Nvidia reported spectacular FY2026 results with revenue up 65% YoY, diluted EPS up 67%, and a 55.6% net profit margin, and is positioning Omniverse as a digital training ground for agentic AI (digital twins and robotics simulation). Alphabet grew revenue 15% YoY to $402.8B in FY2025, diluted EPS up 34.4% and a 32.81% net margin, while rolling out Project Mariner (available on a $250/month VIP tier) which can autonomously interact with websites and is integrated into Chrome (~70% browser share). Gemini market share expanded from 7% to 21% since 2023, underscoring Alphabet's competitive push into agentic AI alongside Nvidia’s infrastructure advantage.

Analysis

Agentic AI amplifies existing secular winners but shifts the economic moat from raw model performance to end-to-end orchestration: simulation, real-world robotics integration, secure web interaction, and latency-tolerant cloud ops. That elevates companies owning simulation stacks and real-time GPU scale (low-latency inference + physics-heavy workloads) — these workloads lengthen upgrade cycles while increasing average selling prices for high-end accelerators, supporting sustained gross-margin expansion for market leaders over the next 12–36 months. Second-order winners include cloud providers and middleware vendors that monetize persistent agent state, orchestration, and safety tooling; these firms capture recurring revenue that is less cyclic than one-off model deployments.
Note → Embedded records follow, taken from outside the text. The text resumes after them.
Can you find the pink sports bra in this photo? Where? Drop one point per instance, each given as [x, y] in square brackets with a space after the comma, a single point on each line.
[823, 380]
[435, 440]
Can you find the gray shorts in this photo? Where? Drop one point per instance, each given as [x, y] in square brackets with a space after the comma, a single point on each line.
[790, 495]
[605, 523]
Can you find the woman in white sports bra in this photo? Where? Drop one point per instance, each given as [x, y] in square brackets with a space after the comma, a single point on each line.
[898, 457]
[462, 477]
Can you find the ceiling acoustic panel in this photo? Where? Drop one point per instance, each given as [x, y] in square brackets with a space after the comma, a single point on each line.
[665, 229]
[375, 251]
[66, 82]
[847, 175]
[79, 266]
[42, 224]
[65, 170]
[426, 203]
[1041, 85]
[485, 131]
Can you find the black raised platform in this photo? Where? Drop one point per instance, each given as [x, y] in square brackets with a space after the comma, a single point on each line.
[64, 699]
Conversely, incumbent CPU-centric vendors and smaller GPU challengers face margin compression unless they pair silicon with differentiated simulation or tooling IP — a structural bifurcation that can widen valuation dispersion across the semiconductor complex within 6–24 months. Material risks that could reverse the trend are policy/regulatory clampdowns on autonomous web actions, high-profile safety/security incidents tied to agentic behavior, or an AI compute drawdown if large enterprises delay robot deployments. Time horizons matter: consumer agent adoption (e.g., ticket buying/web automation) can move in months, but industrial robotics and city-scale digital twins will drive durable revenue only over 2–5 years as integration and certification cycles complete. Consensus underestimates the value of simulation-as-a-service and agent safety/identity stacks — these will be high-margin gatekeepers with low churn. The narrative is currently hardware-centric; the durable profit pools will belong to whoever captures the agent lifecycle (simulate → validate → certify → operate), creating attractive mid-cap acquisition targets and software-centric long-duration cash flows that are underpriced today.